Phylogenetic Analysis
Maximum likelihood trees in Figures 3 and 5 were constructed using MEGA version 5 (Tamura et al., 2011). Sequence alignments were first constructed in MEGA using Muscle (Edgar, 2004). Maximum likelihood trees were then inferred using a General Time Reversible model with gamma distribution (five categories) and invariable sites (GTR+G+I) to help model evolutionary rate differences among sites. Bootstrap values were performed with 1000 replications (values shown next to branches). Nucleotide sequences in Figures 3 and 5 were inferred using a General Time Reversible model with gamma distribution (+G = 3.2635 and +G = 5.3324) and invariable sites ([+I] = 6.1511% sites and [+I] = 11.5688% sites). Evolutionary analysis based on Bayesian inference in Supplemental Figure 3 online was conducted with the Mr. Bayes (Huelsenbeck and Ronquist, 2001) plug-in to Geneious 6.0.2 (http://www.geneious.com/). Initial alignments were again completed with Muscle (Edgar, 2004). A General Time Reversible model was utilized with four gamma rate variation categories (GR+G). The chain length was 1,100,000 (four heated chains with a length of 0.2), and trees were sampled every 200. Branch lengths were unconstrained. Sequence alignments for all analyses used in the construction of phylogenetic trees are provided as Supplemental Data Sets 1 to 3 online. Sequence alignments in Figure 4 and Supplemental Data Set 4 online were constructed using ClustalW (Thompson et al., 1994).
Isolation of Full-Length TPS and CPT cDNAs
The full-length optimized cDNA of Sl-TPS19 and St-CPT1 was synthesized and ligated into pUC57 by GenScript USA. For recombinant protein expression, truncated versions of Sl-TPS19 and St-CPT1 (without the transit peptide coding region) were amplified and subcloned into the bacterial expression vector pEXP5-NT/TOPO and pET28a(+), respectively. For recombinant protein expression of Sl-TPS18, Sl-TPS21, and Sl-TPS41, the entire open reading frames of Sl-TPS18, Sl-TPS21, and Sl-TPS41 were amplified from cDNA prepared from M82 leaves and flower tissues and subsequently ligated into the pEXP5-NT/TOPO vector. For recombinant protein expression of Sh-CPT9, full-length Sh-CPT9 was amplified using cDNA prepared from LA1777 leaves and cloned into pGEM-T Easy vector and then subcloned into pEXP5-NT/TOPO vector without the predicted transit peptide.

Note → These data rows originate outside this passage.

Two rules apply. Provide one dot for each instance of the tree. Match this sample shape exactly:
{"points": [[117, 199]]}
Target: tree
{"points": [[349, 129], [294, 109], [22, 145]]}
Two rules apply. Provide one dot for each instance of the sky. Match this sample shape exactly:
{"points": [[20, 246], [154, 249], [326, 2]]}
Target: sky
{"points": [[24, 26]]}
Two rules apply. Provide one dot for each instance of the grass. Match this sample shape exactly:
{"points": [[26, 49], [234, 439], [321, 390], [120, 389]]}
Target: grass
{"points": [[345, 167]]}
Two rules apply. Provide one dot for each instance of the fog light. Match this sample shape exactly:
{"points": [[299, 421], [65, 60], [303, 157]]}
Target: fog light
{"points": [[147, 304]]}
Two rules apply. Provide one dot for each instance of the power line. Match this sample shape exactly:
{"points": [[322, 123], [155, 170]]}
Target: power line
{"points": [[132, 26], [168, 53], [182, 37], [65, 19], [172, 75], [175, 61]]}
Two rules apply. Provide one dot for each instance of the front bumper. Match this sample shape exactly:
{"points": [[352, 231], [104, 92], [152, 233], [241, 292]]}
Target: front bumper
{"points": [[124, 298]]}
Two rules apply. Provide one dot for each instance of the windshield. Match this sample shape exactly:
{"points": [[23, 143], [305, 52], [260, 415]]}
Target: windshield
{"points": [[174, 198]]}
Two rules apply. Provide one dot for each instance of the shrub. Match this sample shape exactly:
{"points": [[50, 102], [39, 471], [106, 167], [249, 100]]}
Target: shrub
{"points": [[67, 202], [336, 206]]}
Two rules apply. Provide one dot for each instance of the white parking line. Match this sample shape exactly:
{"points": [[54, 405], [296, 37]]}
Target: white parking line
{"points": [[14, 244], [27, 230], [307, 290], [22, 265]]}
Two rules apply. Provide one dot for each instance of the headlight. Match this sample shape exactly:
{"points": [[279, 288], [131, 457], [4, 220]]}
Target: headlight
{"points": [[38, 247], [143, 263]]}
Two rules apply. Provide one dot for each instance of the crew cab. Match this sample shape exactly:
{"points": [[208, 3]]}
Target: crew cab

Spe-TPS19-LA2560 was amplified by RT-PCR from cDNA isolated from trichomes of S. pennellii and cloned into the pCR 4-TOPO vector (Life Technologies). Subsequently, a synthetic codon optimized version of Spe-TPS19-LA2560, lacking the chloroplast transit peptide, was synthesized by GenScript. The synthetic gene contained BamHI and SalI linkers at the 5′ and 3′ ends, respectively, and these were utilized to subclone the insert into the pHIS8 vector, as previously described (Gonzales-Vigil et al., 2012). All primers for cloning cDNAs are shown in Supplemental Table 2 online.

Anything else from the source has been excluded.